The four-part work opens with twelve essays on the concept of God in such ancient systems as African traditional religions, Islam, Confucianism, Buddhism, Hinduism, Shintoism and Judaism. The informative essays in this section facilitate an understanding of the vision of God in the world’s leading non-Christian religions.

In Part 2 six essays probe aspects of God in the Christian tradition. Studies on the concept of God in the thought of Plato and Aristotle enable the reader to assess the extent to which classical Greek philosophy has contributed to Roman Catholic, Protestant and Orthodox formulations about God. McCool’s essay on ‘God in the Catholic Tradition’ skilfully traces the development of Catholic thought during the classical period, in the era following Vatican I and then beyond Vatican II. MacGregor’s contribution on ‘The Concept of God in the Reformation Tradition’ includes an analysis of the God concept in Kant, Hegel, Schleiermacher, Ritschl and in more recent neology. The evangelical may indeed question whether the aforementioned thinkers fairly represent the Reformation tradition.

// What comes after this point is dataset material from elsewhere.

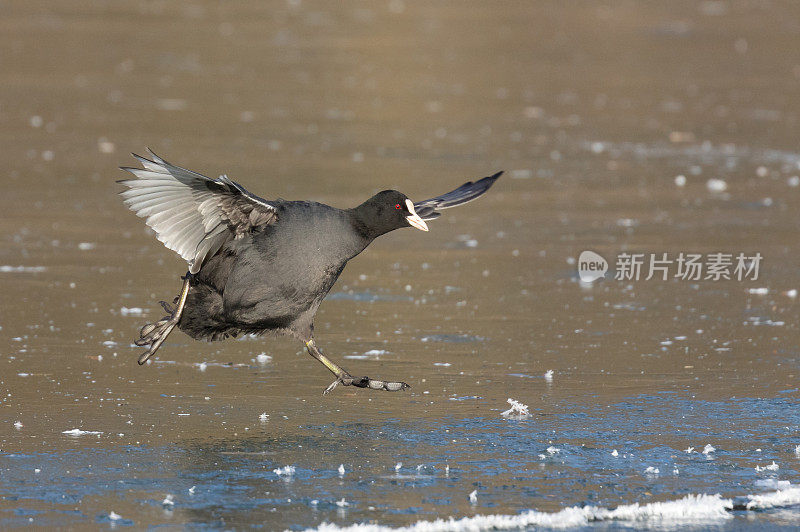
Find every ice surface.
[272,466,295,477]
[756,460,780,471]
[316,490,740,532]
[500,397,531,419]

Part 3 contains seventeen essays dealing with the concept of God held by selected modern thinkers and by five contemporary schools of thought: process theology, analytic philosophy, death-of-God theology, the Unification movement and Marxist atheism. Full treatment is given to Hume’s destruction of the rational proofs for the existence of God, Whitehead’s vision of God as caught up in the cosmic process, the onto-theology of Heidegger and Tillich, and Gabriel Marcel’s existential ontology of the human condition. Especially insightful is Professor Eric Meyer’s explication of the theistic, panentheistic, pantheistic and atheistic strands which comprise the modern death-of-God theology. Meyer judges that in spite of Bonhoeffer’s intense personal piety, his radical theological system stimulated the atheistic death-of-God theology propounded by the likes of Altizer and Hamilton. Indeed, it is true that the theologian or biblical scholar transmits to posterity not his personal vision of God but his theoretical theological system—a fact which the evangelical student of Scripture would do well to bear in mind.

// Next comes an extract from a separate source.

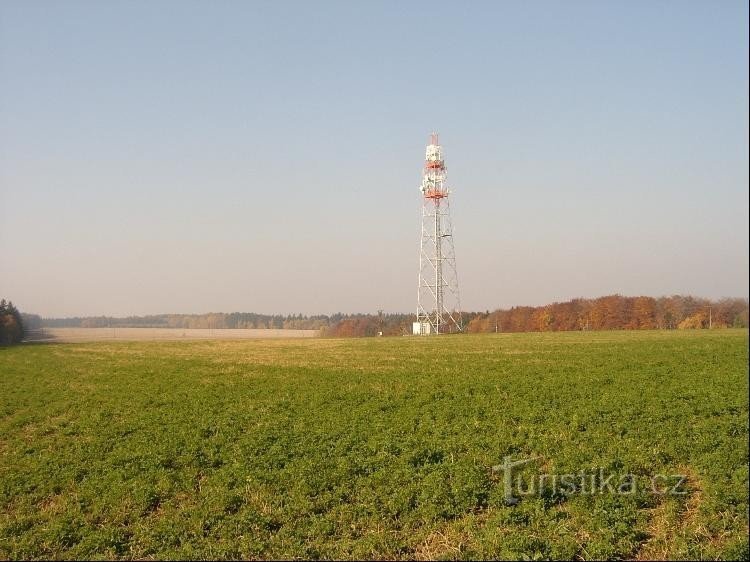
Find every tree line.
[467,295,748,332]
[0,299,25,345]
[24,295,748,337]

In this same section Jan Lochman of Basel probes the philosophical, social and anthropological dimensions of Marxian atheism. Lochman recognizes that in many respects the Marxist critique of society’s dehumanizing forces has been more penetrating than that of the church. He concludes that irresponsible political power and the mammonistic form of Christianity practiced by the church have provoked the Marxist revolutionary alternative. The reader must decide the validity of Lochman’s estimate of the positive side of Marxism: ‘Here no “atheism” of despairing negation is offered, as is quite often the case in the history of atheism. This atheism is not concerned with destroying but with constructing, not with renouncing but with healing’ (p. 877).

Part 4, which deals with a hotch-potch of specific theistic problems, proves less valuable than the three previous sections. The elimination of the fourth section together with greater utilization of type-space per page would help reduce the cost of a very expensive tome.

Nevertheless, in this very readable work of encyclopedic proportions the reader will find a thorough treatment of theology proper over a broad range of modern traditions. One suspects that when confronted with questions relating to the reality of God in modern religious thought this particular volume will frequently be taken down from the shelf. Clearly the work will make a valuable addition to any theological library.